Sample $x$ from $g(x)$

169 Views Asked by At

I got confused with all this randomness and probability functions. I was trying to implement the rejection sampling method which (apparently) is really simple. I was reading from Rejection Sampling in Wikipedia and the first step says sample $x$ from $g(x)$ and $u$ from $U(0,1)$ what does this mean?

If I have a uniform distribution, when someone says "Generate/Sample/Draw a sample from $U(0,1)$" means that I have to take a random value from the uniform distribution right? In matlab terms, using the function rand will generate a sample from $U(0,1)$ right?

Now, for any pdf $g(x)$ defined over $(a, b)$. If I want to sample from $g(x)$ I have to pick a value of $x$ between $a$ and $b$ and evaluate the function $g(x)$ ? Is this correct ? Then to pick the value of $x$ I can use a uniform distribution $U(a,b)$ to sample from, is this true?

I got confused easily. Thanks in advance.

UPDATE

I appreciate your help. But this is still not clear to me. Say I have a probability density function $g(x)=3x+1$. What would be the result of draw a sample from g(x) or pick any $x_0$ distributed according to $g(x)$?

UPDATE

I think I got it. I was confused with the graph of the PDF. When someone asks "draw a sample from a PDF, say $g(x)$" it should return a value for $x$ and this value has to be distributed as the function, that means that more samples will be drawn where the value of $g(x)$ is bigger. Does this sounds about right?

Finally, if I want to use the function I said before $g(x)=3x+1$ I have to use for instance the inverse method to draw samples form that distribution properly.

I think the confusion arose because I thought of the value of $g(x)$ as the probability but this was wrong, the value of $g(x)$ is some kind of density (is this correct?). Hope you can correct me or confirm my hypotheses.

2

There are 2 best solutions below

0
On BEST ANSWER

I think the Wikipedia article is misleading here.

Rather than saying sample from $g(x)$ which doesn't strictly speaking make sense it should read sample from a distribution whose probability density function is $g$.

A distribution is a way of describing a random number. To specify the distribution of $X$ I need to be able to calculate the probability $\mathbb P(a < X \leq b)$ for every pair $a \le b$. For a continuous random variable it's enough to specify its probability density function $g$.

So if $X$ has probability density function $g$ then $$\mathbb P(a < x \leq b) = \int_a^b g(x) dx$$

Alternatively I can specify the cumulative distribution function $$G(x) = \mathbb P(X\leq x) = \int_{-\infty}^x g(y)dy.$$

Now I can specify $\mathbb P(a < x \leq b) = G(b) - G(a)$.

The reason we use PDF's is that sometimes we can't write down the cumulative distribution function, because not all integrals have nice results.

Now if $X$ has cumulative distribution function $G$ I can sample from $X$ simply by taking a uniform $(0,1)$ random variable $U$ and setting $X = G^{-1}(U)$. Because $G$ must be increasing we have $$\begin{array}{rl}\mathbb P(X<x) &= \mathbb P (G(X) <G(x)) \\&=\mathbb P(U < G(x)) \\&=G(x)\end{array}$$

So if $X$ has a probability density function $g$ we need to integrate $g$ and find the inverse.

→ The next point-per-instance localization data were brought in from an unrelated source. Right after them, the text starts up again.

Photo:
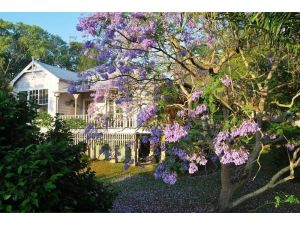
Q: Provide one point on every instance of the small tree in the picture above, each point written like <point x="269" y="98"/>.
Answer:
<point x="44" y="173"/>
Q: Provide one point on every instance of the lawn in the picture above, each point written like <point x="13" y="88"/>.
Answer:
<point x="140" y="192"/>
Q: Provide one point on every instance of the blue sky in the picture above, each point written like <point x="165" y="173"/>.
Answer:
<point x="60" y="23"/>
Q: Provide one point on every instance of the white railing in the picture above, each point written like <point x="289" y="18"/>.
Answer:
<point x="118" y="121"/>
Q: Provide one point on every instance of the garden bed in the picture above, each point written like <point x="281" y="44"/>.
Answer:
<point x="140" y="192"/>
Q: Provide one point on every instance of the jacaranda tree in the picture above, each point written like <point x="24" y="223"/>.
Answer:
<point x="219" y="90"/>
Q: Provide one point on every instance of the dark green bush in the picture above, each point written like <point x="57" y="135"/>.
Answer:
<point x="16" y="128"/>
<point x="43" y="119"/>
<point x="49" y="175"/>
<point x="75" y="123"/>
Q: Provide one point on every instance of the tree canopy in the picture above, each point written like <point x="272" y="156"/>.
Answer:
<point x="20" y="42"/>
<point x="224" y="87"/>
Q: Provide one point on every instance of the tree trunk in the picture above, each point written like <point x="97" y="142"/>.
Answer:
<point x="226" y="191"/>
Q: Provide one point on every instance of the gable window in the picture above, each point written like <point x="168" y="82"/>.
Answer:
<point x="39" y="97"/>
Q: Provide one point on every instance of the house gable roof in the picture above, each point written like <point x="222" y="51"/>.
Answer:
<point x="60" y="73"/>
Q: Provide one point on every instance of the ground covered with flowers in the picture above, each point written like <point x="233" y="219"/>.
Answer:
<point x="139" y="191"/>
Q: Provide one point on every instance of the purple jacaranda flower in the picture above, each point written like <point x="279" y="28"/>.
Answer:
<point x="195" y="95"/>
<point x="145" y="138"/>
<point x="201" y="160"/>
<point x="146" y="113"/>
<point x="174" y="132"/>
<point x="182" y="53"/>
<point x="193" y="168"/>
<point x="169" y="177"/>
<point x="291" y="147"/>
<point x="159" y="171"/>
<point x="226" y="81"/>
<point x="72" y="89"/>
<point x="200" y="109"/>
<point x="156" y="133"/>
<point x="181" y="113"/>
<point x="88" y="44"/>
<point x="180" y="153"/>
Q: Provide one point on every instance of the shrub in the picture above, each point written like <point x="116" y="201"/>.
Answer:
<point x="16" y="127"/>
<point x="43" y="119"/>
<point x="75" y="123"/>
<point x="49" y="175"/>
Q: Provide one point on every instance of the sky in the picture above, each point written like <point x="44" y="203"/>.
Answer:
<point x="60" y="23"/>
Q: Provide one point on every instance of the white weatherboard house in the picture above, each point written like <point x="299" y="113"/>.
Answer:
<point x="47" y="86"/>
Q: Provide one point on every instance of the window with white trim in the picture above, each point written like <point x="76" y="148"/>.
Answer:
<point x="39" y="97"/>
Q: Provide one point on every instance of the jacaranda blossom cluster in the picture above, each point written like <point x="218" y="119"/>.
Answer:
<point x="167" y="176"/>
<point x="225" y="140"/>
<point x="174" y="132"/>
<point x="196" y="95"/>
<point x="226" y="81"/>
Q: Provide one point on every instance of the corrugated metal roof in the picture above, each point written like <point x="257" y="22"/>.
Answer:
<point x="59" y="72"/>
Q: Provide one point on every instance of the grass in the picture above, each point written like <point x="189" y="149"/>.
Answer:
<point x="140" y="192"/>
<point x="108" y="171"/>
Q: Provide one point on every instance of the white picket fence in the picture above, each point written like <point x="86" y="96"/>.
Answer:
<point x="118" y="121"/>
<point x="112" y="139"/>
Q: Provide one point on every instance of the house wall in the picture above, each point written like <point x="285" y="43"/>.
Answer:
<point x="66" y="103"/>
<point x="39" y="80"/>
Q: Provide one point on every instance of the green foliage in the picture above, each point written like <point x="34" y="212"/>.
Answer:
<point x="16" y="127"/>
<point x="75" y="123"/>
<point x="287" y="199"/>
<point x="43" y="119"/>
<point x="49" y="175"/>
<point x="20" y="42"/>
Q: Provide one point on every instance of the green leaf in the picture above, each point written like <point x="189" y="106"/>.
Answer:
<point x="20" y="169"/>
<point x="8" y="208"/>
<point x="7" y="196"/>
<point x="49" y="186"/>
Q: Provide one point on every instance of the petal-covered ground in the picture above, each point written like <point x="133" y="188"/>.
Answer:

Then I can sample using the uniform distribution.

1
On

In its simplest form, rejection goes like this: Assume $g\colon [a,b]\to [0,M]$ is the pdf of the desired distribution. Then generate a uniformly distributed $x\in[a,b]$ (that is $x=a+b\cdot{\mathbf {rand}}()$) and independently $y\in[0,M]$ (that is $y=M\cdot{\mathbf {rand}}()$). Accept $x$ as result if $y\le g(x)$, otherwise repeat.

That is: We pick a random point in $[a,b]\times[0,M]$ and accept its $x$-value if it is below the graph of $g$. Thus $x$ with $g(x)$ small are less likely to be picked. Unfortunately, the probability of success is $\frac1{(b-a)M}$, which may be small, i.e. lots of resampling takes place. To remedy this, one starts with a different distribution for $x$ (of course a distribution that can be simulated faster than by rejection) and replaces the constant $M$ by a suitable multiple $Mf$ of the pdf $f$ for this $x$ (we need the scaling to ensure $MF\ge g$). The easiest way to grasp may be if you use a staircase function.